Predict and Conquer: Navigating Algorithm Trade-offs with Quantum Design Automation

TL;DR

This paper introduces a methodology for predicting the most suitable quantum-classical algorithms based on non-functional requirements, aiding decision-making in quantum software development through source code annotations and statistical modeling.

Contribution

It presents a novel framework that uses source code annotations and statistical models to automate algorithm selection for quantum-classical systems based on non-functional criteria.

Findings

Developed a predictive framework for quantum-classical algorithm selection.

Validated the approach through a comprehensive case study on combinatorial optimization.

Established that the methodology can generalize to other quantum problems.

Abstract

Combining quantum computers with classical compute power has become a standard means for developing algorithms that are eventually supposed to beat any purely classical alternatives.

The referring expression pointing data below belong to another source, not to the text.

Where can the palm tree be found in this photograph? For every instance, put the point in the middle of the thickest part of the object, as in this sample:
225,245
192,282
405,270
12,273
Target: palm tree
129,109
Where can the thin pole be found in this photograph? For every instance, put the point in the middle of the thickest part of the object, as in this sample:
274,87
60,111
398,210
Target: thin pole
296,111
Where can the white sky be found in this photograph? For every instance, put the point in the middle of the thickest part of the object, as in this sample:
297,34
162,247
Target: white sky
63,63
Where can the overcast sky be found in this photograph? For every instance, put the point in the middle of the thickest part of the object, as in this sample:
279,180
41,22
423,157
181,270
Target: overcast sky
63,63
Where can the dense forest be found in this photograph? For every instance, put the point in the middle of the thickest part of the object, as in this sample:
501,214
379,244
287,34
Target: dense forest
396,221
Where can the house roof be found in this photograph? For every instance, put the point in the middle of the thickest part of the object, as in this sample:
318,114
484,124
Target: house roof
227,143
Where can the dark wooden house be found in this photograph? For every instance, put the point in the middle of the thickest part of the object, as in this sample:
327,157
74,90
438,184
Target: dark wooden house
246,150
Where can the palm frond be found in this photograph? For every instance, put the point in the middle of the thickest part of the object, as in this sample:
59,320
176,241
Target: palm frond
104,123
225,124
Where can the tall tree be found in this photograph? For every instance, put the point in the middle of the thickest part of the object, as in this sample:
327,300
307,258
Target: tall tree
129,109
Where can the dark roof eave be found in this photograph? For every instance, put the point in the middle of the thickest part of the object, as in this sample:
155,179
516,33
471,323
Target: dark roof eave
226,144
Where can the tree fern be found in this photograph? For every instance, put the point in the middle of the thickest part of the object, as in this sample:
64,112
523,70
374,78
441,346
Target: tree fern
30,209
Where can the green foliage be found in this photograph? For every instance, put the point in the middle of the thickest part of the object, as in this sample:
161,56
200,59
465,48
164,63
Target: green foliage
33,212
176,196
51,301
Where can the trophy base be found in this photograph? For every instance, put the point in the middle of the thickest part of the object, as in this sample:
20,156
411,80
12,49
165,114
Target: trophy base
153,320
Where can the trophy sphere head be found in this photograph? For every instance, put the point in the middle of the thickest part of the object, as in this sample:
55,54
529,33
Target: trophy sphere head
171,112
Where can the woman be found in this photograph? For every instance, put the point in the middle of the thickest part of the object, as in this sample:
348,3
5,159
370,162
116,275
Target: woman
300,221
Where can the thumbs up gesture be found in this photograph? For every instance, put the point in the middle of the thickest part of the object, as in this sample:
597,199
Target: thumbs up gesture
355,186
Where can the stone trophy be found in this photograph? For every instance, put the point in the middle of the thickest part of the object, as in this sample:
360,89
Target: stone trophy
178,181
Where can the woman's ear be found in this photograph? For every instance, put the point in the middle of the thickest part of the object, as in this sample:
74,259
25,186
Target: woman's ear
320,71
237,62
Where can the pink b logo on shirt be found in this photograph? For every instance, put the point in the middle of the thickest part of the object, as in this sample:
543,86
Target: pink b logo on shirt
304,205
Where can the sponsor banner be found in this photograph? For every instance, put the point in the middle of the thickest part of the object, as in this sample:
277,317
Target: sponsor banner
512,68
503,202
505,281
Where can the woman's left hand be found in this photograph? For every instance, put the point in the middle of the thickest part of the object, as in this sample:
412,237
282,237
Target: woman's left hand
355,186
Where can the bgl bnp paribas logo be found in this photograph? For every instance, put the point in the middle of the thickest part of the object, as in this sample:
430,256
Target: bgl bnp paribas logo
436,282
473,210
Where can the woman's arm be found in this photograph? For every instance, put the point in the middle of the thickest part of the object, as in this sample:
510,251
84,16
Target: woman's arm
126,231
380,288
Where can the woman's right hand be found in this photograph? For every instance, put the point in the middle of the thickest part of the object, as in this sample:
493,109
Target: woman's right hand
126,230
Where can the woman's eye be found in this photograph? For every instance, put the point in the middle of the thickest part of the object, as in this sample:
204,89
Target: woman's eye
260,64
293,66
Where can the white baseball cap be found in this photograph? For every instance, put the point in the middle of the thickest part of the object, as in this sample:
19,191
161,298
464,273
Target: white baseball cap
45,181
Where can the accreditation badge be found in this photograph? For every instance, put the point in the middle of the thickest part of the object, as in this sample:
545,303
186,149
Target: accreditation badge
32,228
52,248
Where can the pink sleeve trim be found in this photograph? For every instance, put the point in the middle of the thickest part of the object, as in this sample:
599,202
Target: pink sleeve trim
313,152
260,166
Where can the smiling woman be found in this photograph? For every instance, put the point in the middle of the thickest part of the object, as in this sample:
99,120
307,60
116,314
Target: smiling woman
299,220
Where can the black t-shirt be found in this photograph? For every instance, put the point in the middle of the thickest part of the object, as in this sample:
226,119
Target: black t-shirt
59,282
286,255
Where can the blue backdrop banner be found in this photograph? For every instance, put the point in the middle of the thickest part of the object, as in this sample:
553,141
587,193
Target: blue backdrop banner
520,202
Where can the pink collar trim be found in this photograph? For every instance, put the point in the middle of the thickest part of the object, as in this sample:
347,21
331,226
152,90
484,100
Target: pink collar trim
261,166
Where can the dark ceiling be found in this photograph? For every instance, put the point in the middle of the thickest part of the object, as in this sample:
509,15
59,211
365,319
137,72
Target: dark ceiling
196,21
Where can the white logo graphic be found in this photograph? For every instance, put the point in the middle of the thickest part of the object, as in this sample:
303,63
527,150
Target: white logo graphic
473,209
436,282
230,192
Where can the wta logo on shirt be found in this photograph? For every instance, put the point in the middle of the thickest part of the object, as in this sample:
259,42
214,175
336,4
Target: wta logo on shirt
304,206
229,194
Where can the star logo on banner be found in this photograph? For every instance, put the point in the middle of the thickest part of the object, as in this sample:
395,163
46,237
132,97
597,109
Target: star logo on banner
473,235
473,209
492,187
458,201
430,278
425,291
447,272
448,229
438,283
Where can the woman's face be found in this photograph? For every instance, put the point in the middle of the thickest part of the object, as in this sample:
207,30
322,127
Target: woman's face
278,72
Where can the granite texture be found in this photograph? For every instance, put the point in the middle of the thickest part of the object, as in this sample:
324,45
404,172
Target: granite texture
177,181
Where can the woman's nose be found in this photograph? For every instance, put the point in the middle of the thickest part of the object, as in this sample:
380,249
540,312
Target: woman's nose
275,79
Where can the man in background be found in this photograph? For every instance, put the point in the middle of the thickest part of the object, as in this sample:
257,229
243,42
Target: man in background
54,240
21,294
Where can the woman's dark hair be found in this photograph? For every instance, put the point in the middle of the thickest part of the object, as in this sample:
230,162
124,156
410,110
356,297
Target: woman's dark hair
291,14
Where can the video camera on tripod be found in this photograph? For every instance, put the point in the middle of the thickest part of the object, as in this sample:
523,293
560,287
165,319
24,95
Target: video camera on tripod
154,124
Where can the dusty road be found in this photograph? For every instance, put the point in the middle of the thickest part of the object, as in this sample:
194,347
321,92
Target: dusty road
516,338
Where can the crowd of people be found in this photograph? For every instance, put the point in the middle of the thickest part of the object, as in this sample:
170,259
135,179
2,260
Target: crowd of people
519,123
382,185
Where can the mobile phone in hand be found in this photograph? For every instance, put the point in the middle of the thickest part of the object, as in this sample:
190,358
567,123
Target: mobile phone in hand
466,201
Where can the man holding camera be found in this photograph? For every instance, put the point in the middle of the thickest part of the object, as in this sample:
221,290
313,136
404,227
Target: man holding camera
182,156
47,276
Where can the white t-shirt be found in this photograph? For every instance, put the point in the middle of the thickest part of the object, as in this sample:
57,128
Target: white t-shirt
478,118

While in-principle advantages for solution quality or runtime are expected for many approaches, substantial challenges remain: Non-functional properties like runtime or solution quality of many approaches are not fully understood, and need to be explored empirically. This makes it unclear which approach is best suited for a given problem. Accurately predicting behaviour of quantum-classical algorithms opens possibilities for software abstraction layers, which can automate decision-making for algorithm selection and parametrisation. While such techniques find frequent use in classical high-performance computing, they are still mostly absent from quantum toolchains. We present a methodology to perform algorithm selection based on desirable non-functional requirements. This simplifies decision-making processes for users. Based on annotations at the source code level, our framework traces key characteristics of quantum-classical algorithms, and uses this information to predict the most suitable approach and its parameters for given computational challenges and their non-functional requirements. As combinatorial optimisation is a very extensively studied aspect of quantum-classical systems, we perform a comprehensive case study based on numerical simulations of algorithmic approaches to implement and validate our ideas. We develop statistical models to quantify the influence of various factors on non-functional properties, and establish predictions for optimal algorithmic choices without manual effort. We argue that our methodology generalises to problems beyond combinatorial optimisation, such as Hamiltonian simulation, and lays a foundation for integrated software layers for quantum design automation.